Sussman perhaps should have added to his list pain, depression, ugliness and death -- all the result not of modern civilization and the encroaching suburbanization that Sussman despises, but of the nature that he reveres. In many ways today's serious homesteaders' lives parallel those of their forebears. Here lies the fallacy of Sussman's book. Although "Never Kiss a Goat on the Lips" is a welcome change from the continuous flow of how-to books, and it approaches its subject with all-too-rare humor, what he has written is an ode to the urbanite's fantasy of "going back to the land" -- a la Mother Earth News -- an optimistic, romanticized and too often overly sentimental view of the joys of self-sufficiency.

Sussman speaks at length on the question of self-reliance. "Our goals right from the start were to enjoy the aesthetic benefits of living in close communion with nature, to raise as much of our own food as possible, and -- like the original homesteaders -- to acquire skills and experience leading toward self-reliance." In the 11 years the Sussman family has homesteaded on two acres in Potomac, Md., they have learned to heat with a wood stove, delivered their youngest child at home and cut their grocery bills by becoming vegetarians and growing much of their own food in an organic garden. Because they are lacto-ovo vegetarians, they keep goats for milk (hence the title, which comes from a time Sussman's wife Betsy nuzzled a goat after it had buried its head in a succulent growth of poison ivy).

What is never addressed in the book is the deeper meaning of self-sufficiency, not so much a life style as a mental attitude. It is the capacity to face the realities of survival at its most basic, deal with these realities and rise above them until a sense develops of being able to live without the benefits of modern civilization. It is the sense that you can, in a pinch, do anything to make it through.

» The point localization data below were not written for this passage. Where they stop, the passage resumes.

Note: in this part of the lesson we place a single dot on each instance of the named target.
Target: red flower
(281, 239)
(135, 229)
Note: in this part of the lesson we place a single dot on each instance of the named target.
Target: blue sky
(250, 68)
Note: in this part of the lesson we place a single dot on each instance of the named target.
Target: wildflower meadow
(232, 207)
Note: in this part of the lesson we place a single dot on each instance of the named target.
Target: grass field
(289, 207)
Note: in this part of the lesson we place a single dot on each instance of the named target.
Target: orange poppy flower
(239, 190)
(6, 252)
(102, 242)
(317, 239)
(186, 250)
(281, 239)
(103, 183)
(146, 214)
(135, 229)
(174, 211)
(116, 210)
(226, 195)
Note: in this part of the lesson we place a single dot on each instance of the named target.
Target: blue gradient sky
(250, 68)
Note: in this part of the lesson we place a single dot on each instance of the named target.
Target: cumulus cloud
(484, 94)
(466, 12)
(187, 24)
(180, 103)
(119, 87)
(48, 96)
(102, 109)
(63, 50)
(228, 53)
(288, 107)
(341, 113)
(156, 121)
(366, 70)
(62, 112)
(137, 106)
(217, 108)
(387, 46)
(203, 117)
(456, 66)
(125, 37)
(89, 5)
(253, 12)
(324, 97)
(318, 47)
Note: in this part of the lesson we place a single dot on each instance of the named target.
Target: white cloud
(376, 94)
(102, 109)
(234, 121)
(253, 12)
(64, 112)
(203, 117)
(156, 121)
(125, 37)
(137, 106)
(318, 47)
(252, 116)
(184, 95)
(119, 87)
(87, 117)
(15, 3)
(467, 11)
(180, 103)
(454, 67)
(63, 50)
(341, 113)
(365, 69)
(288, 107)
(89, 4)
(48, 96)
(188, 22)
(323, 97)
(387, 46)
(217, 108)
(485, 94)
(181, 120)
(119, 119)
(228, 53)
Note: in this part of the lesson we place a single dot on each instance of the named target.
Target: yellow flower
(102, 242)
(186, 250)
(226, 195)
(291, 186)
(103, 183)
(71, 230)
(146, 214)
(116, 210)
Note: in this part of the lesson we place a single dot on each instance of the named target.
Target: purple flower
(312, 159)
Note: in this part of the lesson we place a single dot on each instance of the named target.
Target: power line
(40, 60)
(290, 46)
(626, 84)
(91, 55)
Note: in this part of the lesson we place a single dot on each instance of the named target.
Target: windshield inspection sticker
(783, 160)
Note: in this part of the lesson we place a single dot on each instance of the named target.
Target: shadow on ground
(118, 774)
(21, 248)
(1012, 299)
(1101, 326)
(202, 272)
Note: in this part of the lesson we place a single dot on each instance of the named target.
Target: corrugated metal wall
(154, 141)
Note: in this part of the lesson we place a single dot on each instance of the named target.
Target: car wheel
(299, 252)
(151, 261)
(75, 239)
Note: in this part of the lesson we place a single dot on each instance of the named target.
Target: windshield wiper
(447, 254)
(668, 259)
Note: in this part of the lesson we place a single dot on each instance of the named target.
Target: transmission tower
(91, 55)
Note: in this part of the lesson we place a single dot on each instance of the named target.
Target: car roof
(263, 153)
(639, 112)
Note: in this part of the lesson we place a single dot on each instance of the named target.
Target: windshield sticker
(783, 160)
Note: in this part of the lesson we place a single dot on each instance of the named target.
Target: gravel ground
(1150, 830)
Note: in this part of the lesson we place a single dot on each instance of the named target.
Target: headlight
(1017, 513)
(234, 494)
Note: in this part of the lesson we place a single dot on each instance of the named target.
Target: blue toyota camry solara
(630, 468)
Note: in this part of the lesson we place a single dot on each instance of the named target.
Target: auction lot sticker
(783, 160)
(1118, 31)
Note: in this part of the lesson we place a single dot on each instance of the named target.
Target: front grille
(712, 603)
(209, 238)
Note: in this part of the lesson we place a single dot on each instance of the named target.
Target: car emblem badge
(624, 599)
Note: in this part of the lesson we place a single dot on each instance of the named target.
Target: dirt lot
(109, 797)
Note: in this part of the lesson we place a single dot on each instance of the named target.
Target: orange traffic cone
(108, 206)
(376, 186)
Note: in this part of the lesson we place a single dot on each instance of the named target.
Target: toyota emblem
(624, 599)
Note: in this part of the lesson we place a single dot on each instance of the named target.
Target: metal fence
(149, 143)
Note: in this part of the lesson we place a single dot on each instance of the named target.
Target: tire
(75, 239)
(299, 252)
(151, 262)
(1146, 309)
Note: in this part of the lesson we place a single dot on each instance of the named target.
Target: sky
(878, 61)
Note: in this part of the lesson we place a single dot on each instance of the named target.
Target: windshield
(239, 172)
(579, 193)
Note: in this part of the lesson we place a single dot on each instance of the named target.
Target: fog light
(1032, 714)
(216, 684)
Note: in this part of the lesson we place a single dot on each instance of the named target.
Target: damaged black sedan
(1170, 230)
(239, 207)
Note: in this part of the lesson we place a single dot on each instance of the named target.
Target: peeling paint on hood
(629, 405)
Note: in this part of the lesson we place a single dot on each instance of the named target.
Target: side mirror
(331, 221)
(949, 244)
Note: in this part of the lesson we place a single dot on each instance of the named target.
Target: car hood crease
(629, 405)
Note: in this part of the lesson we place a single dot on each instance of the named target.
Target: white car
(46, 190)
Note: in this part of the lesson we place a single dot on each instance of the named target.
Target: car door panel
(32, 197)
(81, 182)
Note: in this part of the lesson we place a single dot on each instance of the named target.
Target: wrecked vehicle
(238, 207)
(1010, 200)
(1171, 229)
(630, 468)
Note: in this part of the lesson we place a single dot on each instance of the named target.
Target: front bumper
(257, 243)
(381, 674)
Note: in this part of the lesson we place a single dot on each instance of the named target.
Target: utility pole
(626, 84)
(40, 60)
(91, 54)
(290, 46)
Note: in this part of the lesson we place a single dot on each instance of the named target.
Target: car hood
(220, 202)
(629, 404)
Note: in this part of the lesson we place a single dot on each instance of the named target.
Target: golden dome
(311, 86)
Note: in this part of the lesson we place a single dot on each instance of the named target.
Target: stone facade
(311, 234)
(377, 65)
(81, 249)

To reach that level it is necessary to get beyond the Bambi-like images Sussman dwells on so lovingly, to go beyond the romance, the joys, the rewards and face the constant frustrations of such a life and the unsentimentality of the natural world.

Sussman rightfully speaks of the pleasures of sitting down to a groaning board of food, all of which you grew yourself, or the fun of watching people play with the goats you bottle-fed from infancy. But what's irritating about the book is the way he trivializes his experience by glossing over the difficulties he must have faced, equally rewarding and maturing, but far less pretty.

He does point out a frequent misconception about homesteading -- that it is a return to the simple life. "The truth is that the so-called simple life is quite complex, while modern urban life, supposedly complicated, is really simple. After all, the simplest way of getting something done is having someone else do it. Doing it yourself seems simple, and it might be if the task itself is simple -- mowing the lawn, painting a table, hanging a picture. But what if the job is complicated? Your car needs a new water pump. Your air conditioner dies. Your pocket calculator picks up reruns of "The Gong Show." Faced with a problem beyond your capability, the simplest course may be to have someone else do the job.

"Now extend this thinking to basic needs: food, shelter, clothing, energy. The really simple way to have these needs met is to buy them as goods or services." At first, the book is light, readable and very funny. Sussman, a former disc jockey with a fantasy of being a stand-up comedian, has a wry wit and a store of excellent anecdotes. His book informs without lecturing. He teaches you a lot about foraging for food, the benefits of snakes, ways to handle garden pests, how to renovate an old home, the internal workings of plumbing and electricity, vegetarian cooking, the joy of goats and some veterinarian tips that I, for one, didn't know about. In a revealing, endearing way, he examines his and his wife's reasons for becoming homesteaders.

If he had stuck to this approach throughout the book, instead of lapsing into venomous rancor about the encroaching city and maudlin sentimentally about saving the life of a house mouse, his book would have been a delightful recitation of the uplifting aspects of homesteading -- perhaps without much weight, but pleasing nonetheless.